Truth about Mac OS X immunity

2013-02-19 22:26:48 by KatMaestro

I went into some heated arguments with people claiming Mac OS X is immune to malware. I'm not believe there is a huge amount of people still live under fail impression. I'll make this post short.

Mac OS X has more critical vulnerabilities (privilege escalation, RCE, root exploit, buffer overflow) than Linux and just a little lesser than Windows 7 (source: PacketStorm and Exploit-DB). Recently both Facebook and Apple system got pwned via Java 0-day exploit, all via Mac OS X computer. As long as an operating system is left open to 3rd party web app, you remain pwned. Example: Java (it's cute? :D), PHP and JavaScript. Flashback is the prime example of the danger of Java. Many more such as Mac Defender and most danger of all, Crisis (in case Mac fanbois say trojan isn't virus, this is the end of their argument).

So, it's time for fantasized fanbois to upgrade and beef up their OS X security?


You must be logged in to comment on this post.


2013-02-19 22:49:29

i never liked mac os ever, EVER


KatMaestro responds:

OS X is a good OS, but it's too damn expensive and doesn't allow user to customize in freedom.


2013-02-19 23:51:21

Damn, I thought this argument (not yours) was dated. I guess I was wrong.

KatMaestro responds:

It's just a sad belief that Mac users have to make unbelievably serious.


2013-02-20 00:11:48

3 viruses vs your thousands of viruses.

Your move, Windows.

KatMaestro responds:

-_- Do you even realize 3 viruses are just examples? Also, I never say Windows is secure. Neither Linux. If you want the most secure OS, take BSD.

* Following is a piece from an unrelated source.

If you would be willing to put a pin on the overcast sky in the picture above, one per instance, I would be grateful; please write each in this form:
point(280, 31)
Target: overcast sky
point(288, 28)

My goal is to point out how simple viruses (virii) can infect a system without obstacles stopping them. The Java program is a memory-mode virus, written by me, works for all OS that enables and can operate Java. The PHP is a privilege escalation virus.

I analyze malware as my hobby. I can write much more complex virus. A good friend of mine is a former blackhat and he wrote malware as a tool of trade.


2013-02-20 01:10:43

The main reason people believe that OSX is immune to virii is because Apple marketed themselves like this for many years. Even the Apple Tech support are told to tell this to there customers. Recently they have stopped doing this, but in the eyes of many, they still think this is valid.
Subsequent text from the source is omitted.